What the first journey to the South Pole could teach space explorers

The American Museum of Natural History's current exhibition, Race To The End Of The Earth, is about two teams competing to discover the South Pole in 1911. Only one team made it back. What can present-day scientists learn from that?

I spoke with museum researcher and paleontologist Ross MacPhee about the exhibit, which he curated. As the exhibition unfolds, visitors learn about the two competitors: Roald Amundsen, an explorer who wanted to triumph in yet another athletic adventure; and Robert Falcon Scott, a Royal Navy torpedo specialist who was fascinated by science. Amundsen brought a team of rugged outdoorsmen; Scott brought a team of scientists. Sadly, Scott not only lost - he was the second to make it to the Pole - but his entire team perished on the way back to the coast.


Was this a triumph of jocks over geeks? MacPhee says no. He says the inheritors of this great geographical discovery are "not people who ski unassisted with the provisions they carry or pogo stick across the snow. The natural inheritors are the scientists." He elaborates:

[Scientists] go to places that are risky because that is what field scientists do - and that is something I think we bring across [in this exhibition]. People assume that explorers are elite performers who do hard traveling. That may be, but the ones who are going to a place to achieve something beyond their physical best are scientists.
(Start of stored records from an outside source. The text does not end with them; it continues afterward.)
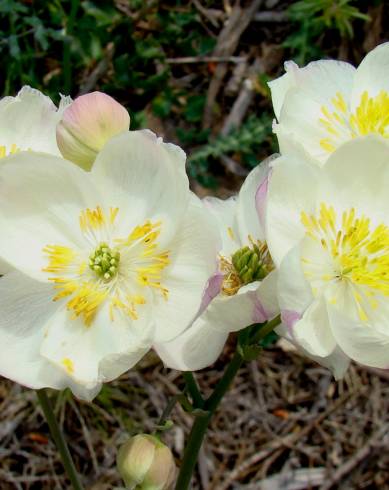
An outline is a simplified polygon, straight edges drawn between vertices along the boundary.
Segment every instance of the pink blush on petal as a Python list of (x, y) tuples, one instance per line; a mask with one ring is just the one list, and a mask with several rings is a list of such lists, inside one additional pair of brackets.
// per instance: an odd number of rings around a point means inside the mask
[(224, 274), (216, 272), (208, 281), (207, 287), (203, 294), (200, 310), (198, 315), (204, 313), (209, 303), (220, 293), (223, 284)]
[(265, 211), (266, 211), (266, 198), (267, 191), (269, 188), (269, 178), (270, 178), (271, 170), (267, 174), (266, 178), (260, 183), (258, 190), (255, 194), (255, 207), (258, 213), (259, 221), (262, 226), (265, 223)]
[(268, 314), (262, 303), (256, 299), (253, 311), (253, 322), (254, 323), (264, 323), (268, 320)]
[(286, 325), (286, 327), (289, 330), (289, 333), (291, 333), (291, 334), (292, 334), (292, 329), (293, 329), (294, 324), (296, 322), (298, 322), (299, 320), (301, 320), (301, 318), (302, 318), (302, 315), (300, 313), (298, 313), (297, 311), (293, 311), (293, 310), (282, 310), (281, 311), (282, 323), (284, 325)]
And that's why Scott didn't really lose. Not only did he leave rich historical documentation behind - some of which is still consulted today - he also discovered Antarctica's Dry Valleys. These valleys are framed by mesas that began to form when Antarctica was still a warm continent, millions of years ago, and which are now some of the only geographical features in Antarctica that are not covered in snow or glaciers. Geologists study the strata in these valleys to learn about previous ages of the Earth. Scott also brought back plant fossils from the Transantarctic Mountains, which indicated that Antarctica had once been part of a vast landmass that included Africa. Decades later, MacPhee explains, "This discovery helped with the development of the theory of plate tectonics. It showed that [the continents] haven't always been positioned like they are today."
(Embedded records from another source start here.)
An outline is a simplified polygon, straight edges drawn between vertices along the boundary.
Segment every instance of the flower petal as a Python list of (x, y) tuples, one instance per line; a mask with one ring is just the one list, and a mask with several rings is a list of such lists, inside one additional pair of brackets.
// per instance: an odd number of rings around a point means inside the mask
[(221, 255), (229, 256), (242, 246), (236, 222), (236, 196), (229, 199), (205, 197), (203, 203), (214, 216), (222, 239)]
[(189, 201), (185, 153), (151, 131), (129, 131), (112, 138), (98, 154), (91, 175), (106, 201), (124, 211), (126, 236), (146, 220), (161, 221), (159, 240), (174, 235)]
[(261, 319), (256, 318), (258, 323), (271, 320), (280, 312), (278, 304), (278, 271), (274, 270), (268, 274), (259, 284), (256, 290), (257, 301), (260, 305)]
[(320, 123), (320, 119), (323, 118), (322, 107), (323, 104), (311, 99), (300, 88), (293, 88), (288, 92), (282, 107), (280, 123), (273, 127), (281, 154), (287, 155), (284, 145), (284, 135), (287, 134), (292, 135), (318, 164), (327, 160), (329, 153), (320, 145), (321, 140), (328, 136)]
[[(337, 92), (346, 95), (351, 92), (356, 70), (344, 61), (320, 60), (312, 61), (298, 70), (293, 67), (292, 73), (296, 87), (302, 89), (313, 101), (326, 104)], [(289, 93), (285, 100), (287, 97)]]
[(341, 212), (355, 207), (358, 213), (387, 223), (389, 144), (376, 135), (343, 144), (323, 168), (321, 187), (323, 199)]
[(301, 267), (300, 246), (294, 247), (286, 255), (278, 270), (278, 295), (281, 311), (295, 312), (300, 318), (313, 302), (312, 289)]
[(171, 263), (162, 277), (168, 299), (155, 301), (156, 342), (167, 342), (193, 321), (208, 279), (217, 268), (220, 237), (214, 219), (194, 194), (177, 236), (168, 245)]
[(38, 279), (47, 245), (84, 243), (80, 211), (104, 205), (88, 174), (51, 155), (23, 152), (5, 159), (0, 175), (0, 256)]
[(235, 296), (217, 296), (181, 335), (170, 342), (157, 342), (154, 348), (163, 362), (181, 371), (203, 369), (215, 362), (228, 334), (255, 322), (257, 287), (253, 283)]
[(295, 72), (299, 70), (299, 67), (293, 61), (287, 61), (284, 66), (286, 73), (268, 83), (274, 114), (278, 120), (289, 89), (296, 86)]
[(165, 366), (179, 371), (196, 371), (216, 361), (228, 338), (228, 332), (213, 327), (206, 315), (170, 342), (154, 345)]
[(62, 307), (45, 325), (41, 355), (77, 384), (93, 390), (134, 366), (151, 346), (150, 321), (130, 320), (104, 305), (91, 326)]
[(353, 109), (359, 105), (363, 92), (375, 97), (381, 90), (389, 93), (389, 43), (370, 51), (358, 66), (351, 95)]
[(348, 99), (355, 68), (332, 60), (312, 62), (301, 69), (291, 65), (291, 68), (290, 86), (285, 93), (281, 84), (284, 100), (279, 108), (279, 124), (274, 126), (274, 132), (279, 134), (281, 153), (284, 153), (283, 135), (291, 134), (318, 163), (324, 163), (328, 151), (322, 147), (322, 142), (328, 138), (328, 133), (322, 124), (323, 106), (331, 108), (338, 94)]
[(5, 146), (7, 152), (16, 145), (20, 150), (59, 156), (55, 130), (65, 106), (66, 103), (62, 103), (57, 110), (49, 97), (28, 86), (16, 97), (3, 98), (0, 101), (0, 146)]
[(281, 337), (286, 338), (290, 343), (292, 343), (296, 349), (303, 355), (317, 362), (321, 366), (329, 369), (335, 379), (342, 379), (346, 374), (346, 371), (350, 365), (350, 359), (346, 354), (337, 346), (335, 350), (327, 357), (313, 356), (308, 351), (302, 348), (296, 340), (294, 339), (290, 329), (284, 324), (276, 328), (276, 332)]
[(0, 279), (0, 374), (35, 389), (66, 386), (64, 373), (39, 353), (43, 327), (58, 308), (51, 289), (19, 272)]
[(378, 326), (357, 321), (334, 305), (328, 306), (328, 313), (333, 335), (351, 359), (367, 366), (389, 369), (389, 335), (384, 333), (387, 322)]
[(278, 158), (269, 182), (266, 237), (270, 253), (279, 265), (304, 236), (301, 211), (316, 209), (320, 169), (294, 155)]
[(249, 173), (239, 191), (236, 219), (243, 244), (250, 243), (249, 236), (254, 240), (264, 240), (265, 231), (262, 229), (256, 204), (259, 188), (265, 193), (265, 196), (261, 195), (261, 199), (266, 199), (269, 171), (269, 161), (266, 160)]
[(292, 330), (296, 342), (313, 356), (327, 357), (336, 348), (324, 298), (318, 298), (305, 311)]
So Scott's work has helped scientists in the century since his fatal journey. But could it also hold lessons for future planet explorers, who will often be in harsh conditions with limited supplies? MacPhee says one basic lesson is "do your homework." He adds:

Neither [Scott nor Amundsen] fully appreciated what the really cold period was like. You've got this vast, white body blasting all this energy back into space, which means as soon as the sun sinks, as the year progresses, you get catastrophic drops in temperature. The closer to winter you are, the worse it gets. Scott didn't know late March was far too late to be out on the ice.
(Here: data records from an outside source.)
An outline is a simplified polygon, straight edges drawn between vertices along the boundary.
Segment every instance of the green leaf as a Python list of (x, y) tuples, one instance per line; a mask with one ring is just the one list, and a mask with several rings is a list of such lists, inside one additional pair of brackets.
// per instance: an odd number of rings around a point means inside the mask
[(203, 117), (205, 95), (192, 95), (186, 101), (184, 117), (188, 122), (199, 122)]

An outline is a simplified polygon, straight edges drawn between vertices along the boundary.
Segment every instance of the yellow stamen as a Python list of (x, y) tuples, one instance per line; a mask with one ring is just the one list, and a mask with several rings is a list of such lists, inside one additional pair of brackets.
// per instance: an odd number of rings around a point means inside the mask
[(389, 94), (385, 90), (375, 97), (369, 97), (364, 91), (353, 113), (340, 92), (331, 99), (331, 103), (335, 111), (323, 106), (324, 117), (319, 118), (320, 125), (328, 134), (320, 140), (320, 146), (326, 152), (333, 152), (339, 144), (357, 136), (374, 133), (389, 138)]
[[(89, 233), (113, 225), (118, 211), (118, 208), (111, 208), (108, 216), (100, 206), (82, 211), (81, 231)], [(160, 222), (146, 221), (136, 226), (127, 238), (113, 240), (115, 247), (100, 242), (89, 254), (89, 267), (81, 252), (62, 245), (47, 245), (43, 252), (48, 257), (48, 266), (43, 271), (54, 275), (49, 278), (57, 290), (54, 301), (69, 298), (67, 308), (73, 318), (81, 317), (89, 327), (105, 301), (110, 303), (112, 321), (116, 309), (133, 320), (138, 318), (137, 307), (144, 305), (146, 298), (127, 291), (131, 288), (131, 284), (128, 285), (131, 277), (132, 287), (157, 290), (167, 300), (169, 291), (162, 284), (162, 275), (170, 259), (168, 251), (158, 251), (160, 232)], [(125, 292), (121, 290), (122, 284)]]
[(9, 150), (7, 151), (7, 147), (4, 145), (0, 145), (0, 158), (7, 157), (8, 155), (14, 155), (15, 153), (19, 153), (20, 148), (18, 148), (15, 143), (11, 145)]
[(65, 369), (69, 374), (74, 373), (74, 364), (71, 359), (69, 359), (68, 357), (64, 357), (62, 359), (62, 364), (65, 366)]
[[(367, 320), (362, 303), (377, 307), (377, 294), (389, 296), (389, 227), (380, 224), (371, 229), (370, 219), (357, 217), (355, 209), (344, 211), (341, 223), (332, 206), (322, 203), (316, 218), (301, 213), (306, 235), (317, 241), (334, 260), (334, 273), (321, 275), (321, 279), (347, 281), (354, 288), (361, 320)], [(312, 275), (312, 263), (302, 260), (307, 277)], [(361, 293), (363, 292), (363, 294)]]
So what's the lesson for exoplanetary exploration? Don't expect weather to work exactly the way it does back on Earth.

As you can see from the video tease above, the exhibition is being presented as a kind of historical mystery - despite the fact that spoilers about the ending lurk in every history book and on Wikipedia. MacPhee said the museum chose to take this tack after polling visitors and discovering that very few had heard of Scott or Amundsen - indeed, some didn't even know where the Antarctic was, when asked. "That question had diverse answers," MacPhee says wryly. "So when we decided to do the race, we thought why give it away? A lot of people - even as they come into the last part of the historical section - don't know that Scott is going to die. And they've been terribly moved when they find out."